STJ mantém falência de mineradora após protesto de dívida por edital
A intimação do protesto da dívida feita por edital porque a devedora estava em sistema de home office durante a pandemia da Covid-19 vai mesmo levar à falência da Buritirama, a maior mina de manganês a céu aberto da América Latina.
Freepik Mineradora foi intimada do protesto da dívida por edital porque estava em home office A 2ª Seção do Superior Tribunal de Justiça rejeitou nesta semana a última tentativa de afastar a falência ao não conhecer dos embargos de divergência ajuizados contra um acórdão da 3ª Turma da corte.
O colegiado concluiu que os acórdãos apresentados pela mineradora como paradigmas não podem ser confrontados com o que foi decidido pela 3ª Turma, pois não possuem similitude fática.
O caso em questão é mesmo sui generis .
O acórdão da 3ª Turma manteve a conclusão do Tribunal de Justiça de São Paulo sobre a decretação da falência, com base no artigo 94, inciso I, da Lei 11.101/2005 .
Esse dispositivo diz que será decretada a falência do devedor que, sem relevante razão de direito, não pagar, no vencimento, obrigação líquida cuja soma ultrapasse o equivalente a 40 salários mínimos.
Mineradora falida A dívida em questão é de R$ 27,2 milhões, por causa de um contrato que foi descumprido.
O pedido de falência partiu de uma das credoras, que oferece serviços de logística.

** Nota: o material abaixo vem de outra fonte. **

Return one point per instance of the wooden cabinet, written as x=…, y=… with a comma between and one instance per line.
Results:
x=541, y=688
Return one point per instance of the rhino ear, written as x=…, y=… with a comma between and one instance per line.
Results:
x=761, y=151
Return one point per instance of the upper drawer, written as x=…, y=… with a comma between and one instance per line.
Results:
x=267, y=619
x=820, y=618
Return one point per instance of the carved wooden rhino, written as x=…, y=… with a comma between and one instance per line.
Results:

A dívida foi protestada por edital.
Antes disso, em 2023, a mineradora foi procurada duas vezes no endereço fornecido, sem sucesso.
Uma das tentativas voltou com aviso de recebimento: empresa em home office .
A Justiça de São Paulo entendeu que essa situação se equipara àquela em que ninguém se dispõe a receber a intimação, o que autoriza que o ato seja feito por edital, conforme o artigo 15 da Lei 9.492/1997 .
Citação por edital Nos embargos de divergência, a mineradora contestou a legalidade dessa equiparação.
Ela sustentou que o protesto não contém identificação da pessoa intimada de sua lavratura, requisito formal balizado na lei e na Súmula 361 do STJ.